Hello Write Readers,
This Oscar season, we’re seeing some repeats: biographies, controversial topics/minority subject representation, and Matthew McConaughey. In fact, Dallas Buyers Club manages to be all three at once! It combines a true story, HIV/AIDS, and you guessed it- Mr. McConaughey and his all-important costar, Matthew McConaughey’s facial hair. That mustache is just amazing. It needs a film of its own.
Due to this golden trifecta (perhaps a quartet, since we’re talking about how great that mustache is), I’d say Dallas Buyers Club is a strong contender for the throne, and it’s nominated for a vast cadre of other categories including Best Actor, Best Supporting Actor, and Best Original Screenplay. Dallas Buyers Club is a story about Ron Woodroof, an electrician and rodeo cowboy stunned by his diagnosis of HIV. He is given 30 days to live. With little time and less AZT legally available to him, he goes in search of medications that will help to keep him alive. When he finds them, and an alternative lifestyle in Mexico, he goes about bringing medication with him into the United States, to use and to sell. Eventually he ends up going up against the FDA and modern medicine as they knew it, in order to live the longest and healthiest life he possibly can.

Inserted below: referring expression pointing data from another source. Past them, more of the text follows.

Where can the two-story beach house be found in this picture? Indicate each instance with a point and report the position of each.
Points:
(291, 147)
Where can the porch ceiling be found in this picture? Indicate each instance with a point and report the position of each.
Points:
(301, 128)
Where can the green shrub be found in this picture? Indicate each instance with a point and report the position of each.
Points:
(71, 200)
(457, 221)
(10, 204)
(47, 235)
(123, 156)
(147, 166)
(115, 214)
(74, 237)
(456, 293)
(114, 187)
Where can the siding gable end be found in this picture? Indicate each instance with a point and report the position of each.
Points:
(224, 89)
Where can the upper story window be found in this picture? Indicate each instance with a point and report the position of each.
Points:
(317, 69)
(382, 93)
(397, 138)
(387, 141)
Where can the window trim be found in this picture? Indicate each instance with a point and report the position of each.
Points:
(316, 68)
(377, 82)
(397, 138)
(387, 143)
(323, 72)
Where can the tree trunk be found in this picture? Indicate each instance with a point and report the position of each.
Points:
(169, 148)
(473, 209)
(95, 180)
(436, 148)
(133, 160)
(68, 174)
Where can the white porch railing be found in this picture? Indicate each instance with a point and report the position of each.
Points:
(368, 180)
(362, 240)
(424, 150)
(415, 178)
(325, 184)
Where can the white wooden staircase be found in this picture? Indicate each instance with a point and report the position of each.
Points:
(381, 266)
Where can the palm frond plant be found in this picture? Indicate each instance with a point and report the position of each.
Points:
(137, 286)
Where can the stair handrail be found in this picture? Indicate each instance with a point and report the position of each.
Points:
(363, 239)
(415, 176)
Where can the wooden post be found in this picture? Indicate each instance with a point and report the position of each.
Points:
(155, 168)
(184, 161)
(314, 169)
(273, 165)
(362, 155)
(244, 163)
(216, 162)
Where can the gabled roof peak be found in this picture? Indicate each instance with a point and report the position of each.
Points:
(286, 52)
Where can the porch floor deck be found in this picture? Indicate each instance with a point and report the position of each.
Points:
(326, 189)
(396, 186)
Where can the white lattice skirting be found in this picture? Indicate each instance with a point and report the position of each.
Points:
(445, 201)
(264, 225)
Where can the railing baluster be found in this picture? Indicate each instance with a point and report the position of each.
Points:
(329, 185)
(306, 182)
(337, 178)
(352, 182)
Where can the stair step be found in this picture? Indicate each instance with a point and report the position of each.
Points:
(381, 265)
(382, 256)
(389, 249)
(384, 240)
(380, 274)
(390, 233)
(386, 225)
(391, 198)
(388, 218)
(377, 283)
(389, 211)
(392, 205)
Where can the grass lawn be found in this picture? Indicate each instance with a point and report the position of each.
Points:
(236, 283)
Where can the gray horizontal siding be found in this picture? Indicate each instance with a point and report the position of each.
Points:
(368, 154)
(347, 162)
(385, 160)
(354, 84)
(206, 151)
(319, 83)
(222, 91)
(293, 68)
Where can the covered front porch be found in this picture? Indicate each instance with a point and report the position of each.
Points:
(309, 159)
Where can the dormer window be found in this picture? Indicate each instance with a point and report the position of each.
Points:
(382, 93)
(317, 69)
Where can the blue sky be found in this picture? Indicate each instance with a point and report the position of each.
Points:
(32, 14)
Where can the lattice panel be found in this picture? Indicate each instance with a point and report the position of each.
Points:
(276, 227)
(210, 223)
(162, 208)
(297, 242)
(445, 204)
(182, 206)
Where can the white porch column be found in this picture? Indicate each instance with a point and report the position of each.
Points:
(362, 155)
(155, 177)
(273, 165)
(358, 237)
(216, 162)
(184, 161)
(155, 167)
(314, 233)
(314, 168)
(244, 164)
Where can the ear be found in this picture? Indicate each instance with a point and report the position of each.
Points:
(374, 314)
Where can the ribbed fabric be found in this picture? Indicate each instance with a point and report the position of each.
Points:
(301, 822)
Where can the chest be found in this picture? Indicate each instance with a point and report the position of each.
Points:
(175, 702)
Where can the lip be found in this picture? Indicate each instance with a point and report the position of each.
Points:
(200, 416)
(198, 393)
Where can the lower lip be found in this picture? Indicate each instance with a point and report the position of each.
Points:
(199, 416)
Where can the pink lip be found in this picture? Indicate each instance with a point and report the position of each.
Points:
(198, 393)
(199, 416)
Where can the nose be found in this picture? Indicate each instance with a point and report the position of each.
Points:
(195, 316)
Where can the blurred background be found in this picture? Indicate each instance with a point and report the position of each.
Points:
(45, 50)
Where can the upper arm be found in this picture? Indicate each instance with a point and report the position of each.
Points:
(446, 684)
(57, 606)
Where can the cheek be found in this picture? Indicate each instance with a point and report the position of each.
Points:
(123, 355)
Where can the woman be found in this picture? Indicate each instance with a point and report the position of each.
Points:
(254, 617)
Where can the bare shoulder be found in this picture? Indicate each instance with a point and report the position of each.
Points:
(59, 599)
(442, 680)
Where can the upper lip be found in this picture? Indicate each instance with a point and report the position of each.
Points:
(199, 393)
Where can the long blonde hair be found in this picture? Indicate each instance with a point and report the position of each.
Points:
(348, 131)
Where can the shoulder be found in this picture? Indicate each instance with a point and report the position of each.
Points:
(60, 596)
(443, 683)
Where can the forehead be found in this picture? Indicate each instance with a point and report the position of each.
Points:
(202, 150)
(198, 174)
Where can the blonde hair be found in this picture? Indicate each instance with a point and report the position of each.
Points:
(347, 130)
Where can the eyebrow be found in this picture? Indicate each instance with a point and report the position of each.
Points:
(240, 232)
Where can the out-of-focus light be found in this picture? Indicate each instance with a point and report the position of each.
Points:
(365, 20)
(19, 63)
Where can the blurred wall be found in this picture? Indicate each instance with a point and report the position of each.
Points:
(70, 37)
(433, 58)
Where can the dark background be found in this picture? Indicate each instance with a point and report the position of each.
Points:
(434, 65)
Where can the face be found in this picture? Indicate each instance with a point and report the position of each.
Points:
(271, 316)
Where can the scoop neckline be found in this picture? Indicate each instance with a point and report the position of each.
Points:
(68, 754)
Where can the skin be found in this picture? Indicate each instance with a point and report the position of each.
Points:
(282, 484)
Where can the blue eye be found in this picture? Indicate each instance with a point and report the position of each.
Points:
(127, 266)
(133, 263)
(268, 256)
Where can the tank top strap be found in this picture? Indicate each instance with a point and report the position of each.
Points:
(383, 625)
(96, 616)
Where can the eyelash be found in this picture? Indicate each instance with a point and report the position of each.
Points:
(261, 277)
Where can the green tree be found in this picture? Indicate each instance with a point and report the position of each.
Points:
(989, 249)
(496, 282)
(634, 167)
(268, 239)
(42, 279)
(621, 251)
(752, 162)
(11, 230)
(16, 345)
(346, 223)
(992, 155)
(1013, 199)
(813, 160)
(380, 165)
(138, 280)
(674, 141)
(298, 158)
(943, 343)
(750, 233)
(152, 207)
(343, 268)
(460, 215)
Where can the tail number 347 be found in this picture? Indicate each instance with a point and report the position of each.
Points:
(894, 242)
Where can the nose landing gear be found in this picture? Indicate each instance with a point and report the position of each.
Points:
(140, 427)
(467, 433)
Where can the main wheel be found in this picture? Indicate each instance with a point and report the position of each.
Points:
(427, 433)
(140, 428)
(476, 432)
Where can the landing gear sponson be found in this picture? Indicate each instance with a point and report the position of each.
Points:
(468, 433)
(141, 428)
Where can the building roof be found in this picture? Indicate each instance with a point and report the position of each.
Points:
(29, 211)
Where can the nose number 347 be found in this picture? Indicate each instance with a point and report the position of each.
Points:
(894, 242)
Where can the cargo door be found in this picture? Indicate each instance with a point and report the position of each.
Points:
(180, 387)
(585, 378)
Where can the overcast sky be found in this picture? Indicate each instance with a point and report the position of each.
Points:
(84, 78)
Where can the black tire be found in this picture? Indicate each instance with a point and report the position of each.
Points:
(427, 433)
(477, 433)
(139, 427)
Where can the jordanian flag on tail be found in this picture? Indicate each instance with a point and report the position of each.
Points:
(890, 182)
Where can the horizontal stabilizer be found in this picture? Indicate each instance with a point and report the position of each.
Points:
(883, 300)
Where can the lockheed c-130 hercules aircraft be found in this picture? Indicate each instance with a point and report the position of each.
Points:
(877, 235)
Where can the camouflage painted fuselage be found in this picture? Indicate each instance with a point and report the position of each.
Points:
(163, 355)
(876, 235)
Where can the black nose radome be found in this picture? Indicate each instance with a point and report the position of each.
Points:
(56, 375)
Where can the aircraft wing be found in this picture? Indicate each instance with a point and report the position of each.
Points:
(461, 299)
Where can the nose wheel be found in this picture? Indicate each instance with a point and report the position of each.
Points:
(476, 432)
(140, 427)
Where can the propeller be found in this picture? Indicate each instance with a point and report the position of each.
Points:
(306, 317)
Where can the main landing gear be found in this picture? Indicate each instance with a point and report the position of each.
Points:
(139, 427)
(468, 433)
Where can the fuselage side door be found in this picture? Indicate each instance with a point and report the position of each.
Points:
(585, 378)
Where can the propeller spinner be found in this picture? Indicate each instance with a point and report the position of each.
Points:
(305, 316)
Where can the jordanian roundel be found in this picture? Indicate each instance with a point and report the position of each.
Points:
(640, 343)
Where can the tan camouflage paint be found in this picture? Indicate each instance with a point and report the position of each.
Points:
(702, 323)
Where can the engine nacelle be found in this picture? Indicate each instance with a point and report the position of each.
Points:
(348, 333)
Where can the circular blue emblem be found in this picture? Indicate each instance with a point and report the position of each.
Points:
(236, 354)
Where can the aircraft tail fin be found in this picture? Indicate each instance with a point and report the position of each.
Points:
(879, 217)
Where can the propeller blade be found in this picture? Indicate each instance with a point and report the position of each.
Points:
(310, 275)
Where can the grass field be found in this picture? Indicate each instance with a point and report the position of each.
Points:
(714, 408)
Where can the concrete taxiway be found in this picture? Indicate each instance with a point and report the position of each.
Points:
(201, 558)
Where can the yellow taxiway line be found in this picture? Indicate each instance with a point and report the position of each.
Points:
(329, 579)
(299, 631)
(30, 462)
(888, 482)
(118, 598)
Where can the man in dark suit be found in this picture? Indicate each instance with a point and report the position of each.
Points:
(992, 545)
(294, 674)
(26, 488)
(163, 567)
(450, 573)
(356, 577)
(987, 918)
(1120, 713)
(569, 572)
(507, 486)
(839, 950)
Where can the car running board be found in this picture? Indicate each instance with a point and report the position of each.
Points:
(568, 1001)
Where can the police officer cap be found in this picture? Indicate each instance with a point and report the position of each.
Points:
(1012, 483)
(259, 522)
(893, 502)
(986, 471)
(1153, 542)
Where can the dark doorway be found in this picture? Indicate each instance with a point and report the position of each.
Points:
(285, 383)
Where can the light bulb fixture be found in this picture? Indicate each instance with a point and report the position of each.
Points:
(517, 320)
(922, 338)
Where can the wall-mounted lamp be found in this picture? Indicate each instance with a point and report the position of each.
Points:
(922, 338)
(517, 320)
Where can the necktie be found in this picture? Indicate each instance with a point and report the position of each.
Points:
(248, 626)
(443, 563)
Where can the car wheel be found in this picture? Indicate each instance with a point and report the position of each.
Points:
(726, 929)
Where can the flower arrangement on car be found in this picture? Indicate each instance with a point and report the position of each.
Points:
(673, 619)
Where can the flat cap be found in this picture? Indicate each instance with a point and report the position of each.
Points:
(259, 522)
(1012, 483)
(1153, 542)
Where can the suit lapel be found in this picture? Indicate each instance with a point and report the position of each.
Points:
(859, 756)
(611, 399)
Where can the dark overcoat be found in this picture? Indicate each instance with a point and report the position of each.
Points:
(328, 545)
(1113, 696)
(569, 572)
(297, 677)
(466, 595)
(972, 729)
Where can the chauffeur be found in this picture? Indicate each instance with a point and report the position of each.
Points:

Dallas Buyers Club, my friends, is absolutely fantastic. As you know, I don’t enjoy sad movies, so I went into this film with a heavy heart, expecting the worst. I was practically crying during the previews. And I watched this right after Captain Phillips…I was ready for a dark day. Luckily, I was most pleasantly surprised.
This isn’t a film about death, and it’s not a film about dying- it’s a film about living.
Matthew McConaughey does an incredible job of bringing Ron Woodroof to life. Watching Woodroof struggle for survival in the only way he knows how, by giving “the man” the finger, is all at once hilarious, and tragic. He is the perfect 80’s citizen of Dallas, with his rough-and-tumble outlook on life, rampant drug habit, promiscuous behavior, and intense hatred and fear of homosexuals. As he moves through the film, we see him evolve, becoming the absolute best version of himself. He’ll never be a nice guy, but he becomes a good guy. It’s thrilling to not see him suddenly wake up one morning and realize how wrong he’s been about everything. This is no cliché Hollywood flick. Instead, he sees the truth of who he is and what his life is, and begins swinging at it, daring it to come any closer. And when Ron finally arrives at his role as the good guy and protagonist of the film, it’s with nonchalance and a few choice swear words. I can’t commend McConaughey any more for his beautiful portrayal of an intensely complex character. Jared Leto plays Rayon, an HIV-positive transgender woman, who becomes the closest friend Woodroof has, and his partner-in-crime, aka partner-in-living-and-helping-other-people-to-live-too. There really aren’t any words that could adequately describe the incredible job Leto did with this role. I can’t speak personally, but I believe Leto gave us an honest depiction of what it must have been like in the 80’s for someone like Rayon. She is sassy, beautiful, strong and yet entirely vulnerable. She looks at hatred every single day, and refuses to cower. She could be bitter, but instead she chooses to lift her fabulous head high and walk forward. I think Leto deserves any and all the awards he’s been nominated for, 1000 times over.
You might have noticed that I haven’t yet mentioned Jennifer Garner, who plays Dr. Saks, the doctor who begins to have doubts about the effectiveness of AZT. This is because she doesn’t really add much to the film. Initially a love interest for Woodroof, they settle into a beautiful yet unlikely friendship. I can’t say that Garner’s performance is particularly memorable, but it’s hard to imagine it would be when compared to the dual powerhouses of Leto and McConaughey, who both delivered in my opinion a career best performance. However, Garner’s presence in the film doesn’t detract anything, and provides a solid, stoic straight-(wo)man for McConaughey to play against. The chemistry between them is exactly as it should be, with the good doctor completely unable and mostly unwilling to return any of Woodroof’s sexual advances.
Dallas Buyers Club is a gem of a film. Although I’ve enjoyed all of the nominees that I’ve seen thus far, this is a film I can say I’ve absolutely loved, from beginning to end. I shed remarkably few tears (a first for me, I assure you) and left with a glorious sense of what it means to live the best version of life ever.